Fix issues with iterative prompting

constantinpape · constantinpape · commit f984d9c8f2c3 · 2023-08-10T19:10:42.000+02:00
diff --git a/finetuning/livecell/evaluation/iterative_prompting.py b/finetuning/livecell/evaluation/iterative_prompting.py
@@ -10,7 +10,7 @@ def main():
 
     run_inference_with_iterative_prompting(
         checkpoint, model_type, image_paths, gt_paths,
-        prediction_root, use_boxes=False,
+        prediction_root, use_boxes=False, batch_size=16,
     )
 
 
diff --git a/micro_sam/evaluation/inference.py b/micro_sam/evaluation/inference.py
@@ -425,10 +425,9 @@ def run_inference_with_prompts(
 
 def _save_segmentation(masks, prediction_path):
     # masks to segmentation
-    masks = masks.numpy().squeeze()
+    masks = masks.cpu().numpy().squeeze().astype("bool")
     shape = masks.shape[-2:]
-    masks = {"segmentation": mask for mask in masks}
-    breakpoint()
+    masks = [{"segmentation": mask, "area": mask.sum()} for mask in masks]

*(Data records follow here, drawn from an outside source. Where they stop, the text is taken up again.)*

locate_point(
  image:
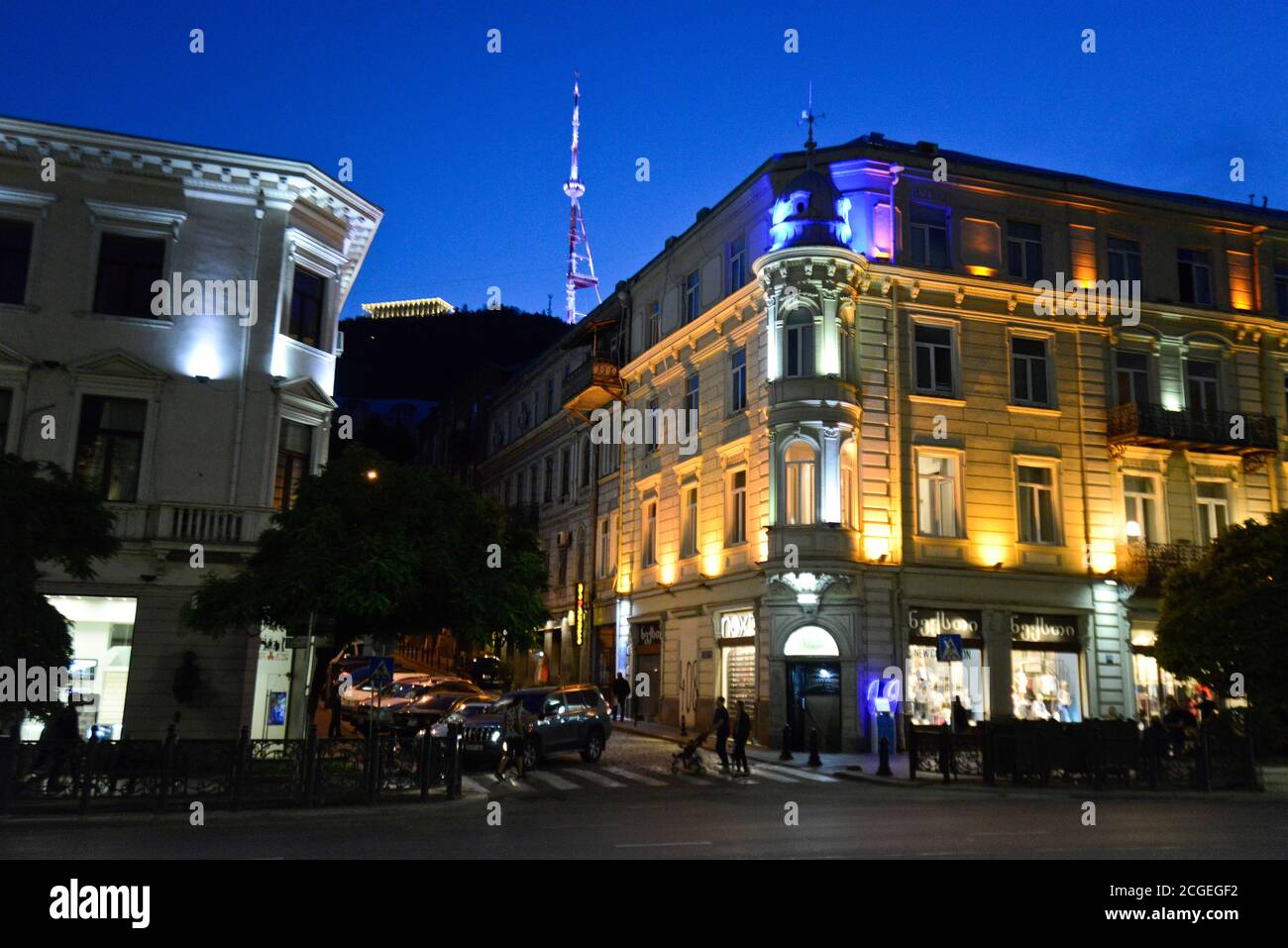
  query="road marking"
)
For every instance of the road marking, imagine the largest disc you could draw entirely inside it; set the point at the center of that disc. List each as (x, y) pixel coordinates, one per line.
(552, 781)
(585, 773)
(632, 776)
(797, 772)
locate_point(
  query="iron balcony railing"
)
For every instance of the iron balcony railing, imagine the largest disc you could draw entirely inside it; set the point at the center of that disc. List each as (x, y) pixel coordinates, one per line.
(1227, 430)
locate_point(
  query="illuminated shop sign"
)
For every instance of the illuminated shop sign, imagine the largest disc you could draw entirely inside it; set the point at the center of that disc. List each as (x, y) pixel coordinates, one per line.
(934, 622)
(737, 625)
(1026, 626)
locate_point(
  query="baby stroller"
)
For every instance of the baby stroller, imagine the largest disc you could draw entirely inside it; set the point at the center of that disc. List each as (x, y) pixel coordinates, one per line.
(688, 755)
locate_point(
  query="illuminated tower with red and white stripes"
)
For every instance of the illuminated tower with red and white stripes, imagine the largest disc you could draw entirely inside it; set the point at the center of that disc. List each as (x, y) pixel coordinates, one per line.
(579, 245)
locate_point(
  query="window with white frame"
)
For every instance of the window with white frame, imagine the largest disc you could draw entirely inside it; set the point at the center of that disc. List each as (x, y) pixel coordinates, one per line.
(800, 343)
(738, 380)
(932, 359)
(800, 463)
(735, 520)
(1029, 371)
(690, 522)
(737, 263)
(1035, 504)
(1132, 377)
(1214, 509)
(648, 557)
(1194, 272)
(938, 494)
(1201, 385)
(1141, 509)
(692, 296)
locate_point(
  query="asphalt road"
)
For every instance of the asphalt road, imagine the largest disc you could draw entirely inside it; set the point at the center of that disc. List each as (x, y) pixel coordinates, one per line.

     segmentation = mask_data_to_segmentation(masks, shape, with_background=True)
     imageio.imwrite(prediction_path, segmentation)
 
@@ -441,7 +440,7 @@ def _run_inference_with_iterative_prompting_for_image(
     device,
     use_boxes,
     prediction_paths,
-    batch_size=64
+    batch_size,
 ):
     assert len(prediction_paths) == n_iterations, f"{len(prediction_paths)}, {n_iterations}"
     to_sam_inputs = ConvertToSamInputs()
@@ -453,9 +452,6 @@ def _run_inference_with_iterative_prompting_for_image(
 
     n_pos = 0 if use_boxes else 1
     batched_inputs, sampled_ids = to_sam_inputs(image, gt, n_pos=n_pos, n_neg=0, get_boxes=use_boxes)
-    sampled_binary_y = torch.stack([
-        torch.stack([_gt == idx for idx in sampled]) for _gt, sampled in zip(gt, sampled_ids)
-    ]).to(torch.float32)
 
     input_images = torch.stack([model.preprocess(x=x["image"].to(device)) for x in batched_inputs], dim=0)
     image_embeddings = model.image_embeddings_oft(input_images)
@@ -471,15 +467,19 @@ def _run_inference_with_iterative_prompting_for_image(
         for batch_idx in range(n_batches):
             batch_start = batch_idx * batch_size
             batch_stop = min((batch_idx + 1) * batch_size, n_samples)
-            tmp_batched_inputs = deepcopy(batched_inputs)
-            for k, v in tmp_batched_inputs[0].items():
-                if k == "point_coords":
-                    tmp_batched_inputs[0]["point_coords"] = v[batch_start:batch_stop]
-                if k == "point_labels":
-                    tmp_batched_inputs[0]["point_labels"] = v[batch_start:batch_stop]
+
+            this_batched_inputs = [{
+                k: v[batch_start:batch_stop] if k in ("point_coords", "point_labels") else v
+                for k, v in batched_inputs[0].items()
+            }]
+
+            sampled_binary_y = torch.stack([
+                torch.stack([_gt == idx for idx in sampled[batch_start:batch_stop]])[:, None]
+                for _gt, sampled in zip(gt, sampled_ids)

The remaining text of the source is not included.